Cuando un ser muere, su alma (osea, el pedazo desprendido del cúmulo energético que experimenta distintas lecciones hasta volver a su lugar de origen que es: el mismo cúmulo) pasa por un período de transición. Este decide que experiencias aprender ahora (guiado por el destino, pero de eso luego se hablará).
Si decide que le quedaron asuntos inconclusos probablemente reencarne rápido. Quizás se tome un tiempo para meditar lo que aprendió en la vida transcurrida.O quizás vague un rato por el mundo y las dimensiones (si está preparado).
En su vagabundeo el alma puede presentarse en forma inmaterial, ningún ser vivo la puede ver ni tocar, aunque si pueden sentirla, por eso mucha gente siente presencias en el lugar donde alguien se murió; porque su alma está en ese lugar, o para rememorar, o porque está perdida, o por otras razones.
También el alma puede elegir habitar un ser no viviente, utilizarlo como su refugio.
Todo vibra, puede que en una vibración más concentrada o más dispersa en sus partículas. Lo que vibra más concentrado es lo que conocemos como objetos sólidos, estos objetos sólidos pueden contener partículas que vibren más dispersamente. El alma vibra dispersamente (las partículas están más separadas, aunque sean partículas inmateriales, lo que importa no es de qué estén hechas, sino como se dispongan) por lo tanto puede infiltrarse en objetos sólidos.
Los objetos sólidos, al no tener vida, no hay nada que los una al alma que decida habitarlos, por lo tanto, este puede entrar y salir cuando quiera.
La conclusión es: el alma puede infiltrarse en objetos sólidos.
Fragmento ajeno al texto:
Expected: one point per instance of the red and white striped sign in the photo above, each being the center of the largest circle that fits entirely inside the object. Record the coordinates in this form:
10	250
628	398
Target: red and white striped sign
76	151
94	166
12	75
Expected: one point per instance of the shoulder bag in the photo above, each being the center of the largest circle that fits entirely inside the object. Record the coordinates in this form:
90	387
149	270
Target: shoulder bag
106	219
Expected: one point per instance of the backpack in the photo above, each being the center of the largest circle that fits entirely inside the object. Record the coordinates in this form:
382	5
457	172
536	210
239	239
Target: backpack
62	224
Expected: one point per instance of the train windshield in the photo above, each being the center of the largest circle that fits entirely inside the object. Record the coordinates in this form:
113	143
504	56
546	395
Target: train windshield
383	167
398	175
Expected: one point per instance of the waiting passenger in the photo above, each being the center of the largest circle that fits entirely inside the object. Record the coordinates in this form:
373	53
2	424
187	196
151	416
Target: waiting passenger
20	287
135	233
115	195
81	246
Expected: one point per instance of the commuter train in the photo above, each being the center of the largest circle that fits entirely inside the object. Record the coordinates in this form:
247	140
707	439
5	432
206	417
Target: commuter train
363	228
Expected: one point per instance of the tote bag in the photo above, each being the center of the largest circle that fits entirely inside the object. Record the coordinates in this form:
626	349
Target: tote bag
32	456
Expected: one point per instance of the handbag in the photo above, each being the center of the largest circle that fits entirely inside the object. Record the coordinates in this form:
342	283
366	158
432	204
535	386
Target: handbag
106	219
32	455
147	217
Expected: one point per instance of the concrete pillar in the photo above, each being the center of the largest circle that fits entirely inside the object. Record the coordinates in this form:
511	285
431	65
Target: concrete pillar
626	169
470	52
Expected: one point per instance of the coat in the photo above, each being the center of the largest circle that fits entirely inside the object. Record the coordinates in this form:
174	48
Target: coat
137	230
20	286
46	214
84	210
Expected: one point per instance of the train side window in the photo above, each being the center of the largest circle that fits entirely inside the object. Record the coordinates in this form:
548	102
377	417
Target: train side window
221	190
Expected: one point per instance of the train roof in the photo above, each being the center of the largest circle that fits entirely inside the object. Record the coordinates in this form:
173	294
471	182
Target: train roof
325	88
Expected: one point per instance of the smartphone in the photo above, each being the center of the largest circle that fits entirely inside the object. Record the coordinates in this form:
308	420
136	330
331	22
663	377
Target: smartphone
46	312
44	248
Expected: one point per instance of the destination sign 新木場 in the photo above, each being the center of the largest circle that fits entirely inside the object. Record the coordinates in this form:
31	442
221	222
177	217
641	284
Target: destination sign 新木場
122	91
Un televisor, por ejemplo, puede contener un alma, como puede que no. Si el objeto contiene un alma produce una vibración diferente, porque tiene 2 vibraciones a la vez, la concentrada y la dispersa.
Generalmente las almas elijen objetos que sean preciados o minerales (por eso las piedras vibran tan intensamente).
Muchos objetos que se consideran malditos, es por la vibración que les dá el alma, así como también los objetos sagrados o milagrosos. Su poder también es potenciado por la energía que les transmiten los que se asustan o alegran por la cualidad que poseen.
¿Por qué un alma eligiría habitar un objeto? La respuesta que más nos satisface es: para experimentar cosas que de otra forma o no se pueden o no se les ocurre cómo. Muchas veces se quiere estudiar algo en particular pero hay que hacer que algo pase para poder estudiarlo, uno establece las variables. Es por eso que quizás, por ejemplo, un alma puede elegir habitar un peluche para estudiar el cariño, la vibración que produce llama la atención del niño, que lo puede tratar como a un ser vivo. Si, dirán, pero puede para eso reencarnar en un gato, pero de esa forma va a tener que aprender muchas cosas más para las que quizás no está preparado, este alma, por el momento, SÓLO quiere estudiar el cariño, sin tener que soportar toda una vida. Del peluche puede entrar y salir cuando quiera. También pueden decir que para eso vuelve como fantasma y recorre las casas buscando ejemplos de cariño, pero en este caso el alma solamente es una espectadora, habitando el peluche es protagonista, y las experiencias de uno se sienten más profundamente que las de los demás.
Concentrándose, también es posible llamar a un alma a habitar un objeto.Tratar a un objeto de forma especial es como poner un aviso de empleo en el diario; las almas sienten la oportunidad y son llamadas por la atracción que les genera un objeto que parece tener más probabilidades de enseñarles una lección que otros.